Diabetes is especially prevalent in Navajo Nation, where about 25,000 people suffer from type 2 diabetes and 75,000 are estimated to have prediabetes. The high rate of diabetes among Native Americans stems from decades of systemic racism, which have led to unemployment, food deserts, lack of running water, and a weakened health system.
That’s why Partners In Health (PIH), Brigham and Women’s Hospital (BWH) and its sister organization in Navajo Nation, Community Outreach and Patient Empowerment (COPE), have worked to strengthen Navajo Nation’s Community Health Representative Program, which hires and trains local residents to provide compassionate, culturally appropriate care to patients in their communities.
Recent research highlights the importance of this work. A study, published last November in the International Journal for Equity in Health, found that patients who received home visits and other care from Community Health Representatives showed an improvement in blood sugar levels and cholesterol levels over those who did not, lowering their risks for diabetes complications, such as heart attacks and blindness.
A Community Approach
The COPE team has strengthened medical care and social support in Navajo Nation since 2010, in partnership with Indian Health Services. Community activities have focused on food access and clean water in addition to training and support of the Community Health Representative (CHR) Program.
But CHRs aren’t a new concept—the program in Navajo Nation specifically has been around since 1968 and was the first such tribally-run program launched by Indian Health Services in Native communities across the United States.
In Navajo Nation, CHRs are trained Certified Nursing Assistants and many come from the communities they serve. In addition to English, they must speak Diné, the primary language for many elders. Their primary job is to monitor and assist chronically ill patients. Each CHRs conducts about 80 home visits per month and serves a population of anywhere from 600 to 5,000, in remote areas.
Despite the essential scope of their duties, CHRs often have to care for their patients with few resources.
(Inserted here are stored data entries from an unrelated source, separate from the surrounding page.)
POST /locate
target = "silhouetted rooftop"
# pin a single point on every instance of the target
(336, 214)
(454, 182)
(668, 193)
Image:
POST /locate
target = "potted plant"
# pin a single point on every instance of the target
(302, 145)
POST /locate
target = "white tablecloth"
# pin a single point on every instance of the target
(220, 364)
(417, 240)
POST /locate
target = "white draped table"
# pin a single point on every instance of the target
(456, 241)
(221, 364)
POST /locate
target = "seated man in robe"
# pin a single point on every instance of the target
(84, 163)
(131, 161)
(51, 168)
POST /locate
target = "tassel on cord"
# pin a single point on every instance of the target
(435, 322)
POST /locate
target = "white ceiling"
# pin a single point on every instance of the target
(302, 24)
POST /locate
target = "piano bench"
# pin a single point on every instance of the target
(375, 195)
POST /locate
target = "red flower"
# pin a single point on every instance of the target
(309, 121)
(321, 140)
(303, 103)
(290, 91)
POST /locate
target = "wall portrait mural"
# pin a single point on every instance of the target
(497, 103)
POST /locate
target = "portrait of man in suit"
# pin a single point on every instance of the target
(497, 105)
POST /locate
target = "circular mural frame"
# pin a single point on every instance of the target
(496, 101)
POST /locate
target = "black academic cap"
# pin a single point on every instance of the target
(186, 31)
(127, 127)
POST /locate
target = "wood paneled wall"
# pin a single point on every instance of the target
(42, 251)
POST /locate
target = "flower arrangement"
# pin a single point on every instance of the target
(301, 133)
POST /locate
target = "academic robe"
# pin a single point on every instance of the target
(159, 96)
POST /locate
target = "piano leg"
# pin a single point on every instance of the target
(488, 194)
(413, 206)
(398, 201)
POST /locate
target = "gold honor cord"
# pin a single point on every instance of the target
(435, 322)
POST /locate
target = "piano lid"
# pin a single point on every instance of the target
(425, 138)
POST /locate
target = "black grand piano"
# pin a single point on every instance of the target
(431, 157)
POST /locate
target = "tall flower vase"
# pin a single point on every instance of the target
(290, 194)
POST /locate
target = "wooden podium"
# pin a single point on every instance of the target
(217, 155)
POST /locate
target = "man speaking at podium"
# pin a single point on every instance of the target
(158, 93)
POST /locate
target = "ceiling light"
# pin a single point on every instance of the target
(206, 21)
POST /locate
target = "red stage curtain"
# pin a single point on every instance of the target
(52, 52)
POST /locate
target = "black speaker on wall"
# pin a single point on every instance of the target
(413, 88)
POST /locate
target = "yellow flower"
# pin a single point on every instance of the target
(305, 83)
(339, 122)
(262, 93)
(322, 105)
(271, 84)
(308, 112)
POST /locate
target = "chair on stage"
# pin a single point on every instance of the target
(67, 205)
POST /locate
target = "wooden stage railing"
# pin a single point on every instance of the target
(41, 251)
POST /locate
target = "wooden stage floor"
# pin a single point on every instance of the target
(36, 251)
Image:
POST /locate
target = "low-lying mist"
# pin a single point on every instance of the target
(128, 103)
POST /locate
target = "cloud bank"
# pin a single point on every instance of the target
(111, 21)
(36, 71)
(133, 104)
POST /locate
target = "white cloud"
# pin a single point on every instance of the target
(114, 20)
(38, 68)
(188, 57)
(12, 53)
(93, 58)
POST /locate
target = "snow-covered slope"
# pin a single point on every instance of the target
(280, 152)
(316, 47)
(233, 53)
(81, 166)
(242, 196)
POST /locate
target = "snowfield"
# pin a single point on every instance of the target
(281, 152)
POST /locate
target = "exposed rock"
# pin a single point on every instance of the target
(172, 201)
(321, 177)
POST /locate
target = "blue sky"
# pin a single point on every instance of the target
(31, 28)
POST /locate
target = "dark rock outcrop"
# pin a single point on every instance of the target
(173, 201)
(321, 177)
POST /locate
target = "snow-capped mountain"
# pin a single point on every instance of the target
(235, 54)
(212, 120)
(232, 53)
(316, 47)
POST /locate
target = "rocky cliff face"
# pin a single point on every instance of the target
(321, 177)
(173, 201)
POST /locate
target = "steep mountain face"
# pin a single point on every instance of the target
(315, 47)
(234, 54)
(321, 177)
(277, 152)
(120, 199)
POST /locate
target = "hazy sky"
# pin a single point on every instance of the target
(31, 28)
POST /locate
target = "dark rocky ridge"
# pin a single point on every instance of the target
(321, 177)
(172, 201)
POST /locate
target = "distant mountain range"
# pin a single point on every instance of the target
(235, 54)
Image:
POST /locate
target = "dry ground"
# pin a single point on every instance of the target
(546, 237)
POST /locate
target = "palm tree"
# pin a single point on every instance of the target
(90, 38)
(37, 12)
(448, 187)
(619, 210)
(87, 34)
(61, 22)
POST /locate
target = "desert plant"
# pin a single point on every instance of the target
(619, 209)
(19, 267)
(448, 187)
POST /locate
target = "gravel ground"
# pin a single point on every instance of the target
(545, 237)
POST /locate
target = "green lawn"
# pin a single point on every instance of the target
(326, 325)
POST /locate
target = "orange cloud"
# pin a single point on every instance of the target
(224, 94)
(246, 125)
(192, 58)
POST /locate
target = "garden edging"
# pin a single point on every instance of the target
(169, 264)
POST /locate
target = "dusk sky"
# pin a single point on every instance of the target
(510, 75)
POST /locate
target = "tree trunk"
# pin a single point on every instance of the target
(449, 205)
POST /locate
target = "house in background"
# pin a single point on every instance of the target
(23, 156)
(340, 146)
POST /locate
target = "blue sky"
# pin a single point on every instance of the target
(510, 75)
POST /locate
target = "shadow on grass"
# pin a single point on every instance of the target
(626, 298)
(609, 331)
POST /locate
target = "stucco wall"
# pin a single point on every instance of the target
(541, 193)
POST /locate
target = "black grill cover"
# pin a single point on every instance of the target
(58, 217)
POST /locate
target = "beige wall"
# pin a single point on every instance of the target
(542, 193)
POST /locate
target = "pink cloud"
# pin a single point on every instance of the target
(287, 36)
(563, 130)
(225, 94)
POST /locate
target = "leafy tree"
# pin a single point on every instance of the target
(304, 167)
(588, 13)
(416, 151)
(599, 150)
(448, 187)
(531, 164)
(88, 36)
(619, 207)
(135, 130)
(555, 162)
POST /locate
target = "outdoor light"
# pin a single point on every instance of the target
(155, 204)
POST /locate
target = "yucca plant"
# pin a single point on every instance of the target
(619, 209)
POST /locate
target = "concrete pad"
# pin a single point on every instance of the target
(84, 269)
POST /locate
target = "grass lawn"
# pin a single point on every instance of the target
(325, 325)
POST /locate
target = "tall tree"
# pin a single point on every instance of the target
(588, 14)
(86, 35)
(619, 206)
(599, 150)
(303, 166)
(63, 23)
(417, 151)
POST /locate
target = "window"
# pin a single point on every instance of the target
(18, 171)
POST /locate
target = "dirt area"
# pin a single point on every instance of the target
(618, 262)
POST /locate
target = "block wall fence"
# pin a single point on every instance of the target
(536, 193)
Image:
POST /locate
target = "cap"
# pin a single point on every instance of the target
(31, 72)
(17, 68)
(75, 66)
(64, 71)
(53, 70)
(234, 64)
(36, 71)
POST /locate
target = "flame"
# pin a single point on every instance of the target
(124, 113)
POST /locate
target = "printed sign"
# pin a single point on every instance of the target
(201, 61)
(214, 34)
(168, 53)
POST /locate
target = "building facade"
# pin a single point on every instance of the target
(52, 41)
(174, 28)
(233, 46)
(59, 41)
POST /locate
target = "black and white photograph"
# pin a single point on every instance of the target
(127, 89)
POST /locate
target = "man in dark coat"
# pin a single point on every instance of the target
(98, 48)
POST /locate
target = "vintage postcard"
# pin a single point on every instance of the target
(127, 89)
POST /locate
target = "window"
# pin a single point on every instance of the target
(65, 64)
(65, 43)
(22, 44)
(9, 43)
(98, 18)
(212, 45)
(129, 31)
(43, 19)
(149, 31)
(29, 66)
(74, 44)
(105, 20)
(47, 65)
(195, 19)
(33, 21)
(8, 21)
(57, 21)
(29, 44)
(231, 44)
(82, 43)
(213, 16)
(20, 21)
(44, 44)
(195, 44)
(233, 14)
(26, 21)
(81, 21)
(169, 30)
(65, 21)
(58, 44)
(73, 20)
Olivia Muskett, now COPE’s Training Outreach Specialist, was one of these CHRs in the early 2000s. In those days, she recalls, many CHRs didn’t have computers and relied on those who did to print and share materials, often borrowing from other programs. The CHRs, she says, couldn’t directly access medical records or coordinate with their patients’ doctors. “We were on the outside looking in,” she says.
Since PIH, BWH, and COPE have invested in the program, she has seen dramatic improvement. Now, many CHRs can manage their patients’ care by accessing their electronic medical records. They receive mandatory training in taking a “whole patient” approach, meaning they consider a patient’s medical and socioeconomic situation to assess their health. And they’re more connected with doctors. As a result, they’re able to serve more effectively as bridges for patients, connecting them to health services, putting in referrals, and helping them enroll in Medicaid.
Navajo leaders wanted to know how much these interventions had affected quality of care, and so the COPE team and partners designed a study focused specifically on the impact made on the lives of patients with diabetes.
Study Proves CHR Program’s Effectiveness
Beginning in 2016, Harvard researchers and the COPE team compared the outcomes of two groups of diabetes patients over a period of four years: those who had the COPE intervention through CHRs, and those who did not.
The team looked at four measures: 1) HbA1c results (reflecting average blood sugar levels), 2) cholesterol levels (low-density lipoprotein), 3) blood pressure, and 4) body mass index.
The results were impressive. Patients in the test group had greater improvements in blood sugar tests and cholesterol levels, both of which lower the risk of diabetes complications, such as heart attacks and blindness. The most significant improvements were seen in patient HbA1c tests, which record blood sugar levels.
Dr. Sonya Shin, associate professor at Harvard Medical School and lead researcher on the study, was encouraged by the results. “Given the fact that American Indians experience disproportionate rates of cardiovascular disease compared with the U.S. general population, we believe this intervention could have an important role in advancing health equity,” says Shin.
The study, while new, has already had an impact. COPE has used the research to advocate for greater integration of CHRs with provider teams, including access to electronic health records and closer care coordination. Meanwhile, patients have benefitted from getting their chronic conditions under control and watched as their blood sugar levels progressively came down. They have also reported eating healthier foods and feeling better.
The research is one small step toward reducing health disparities that continue to impact people’s day-to-day lives in Navajo Nation.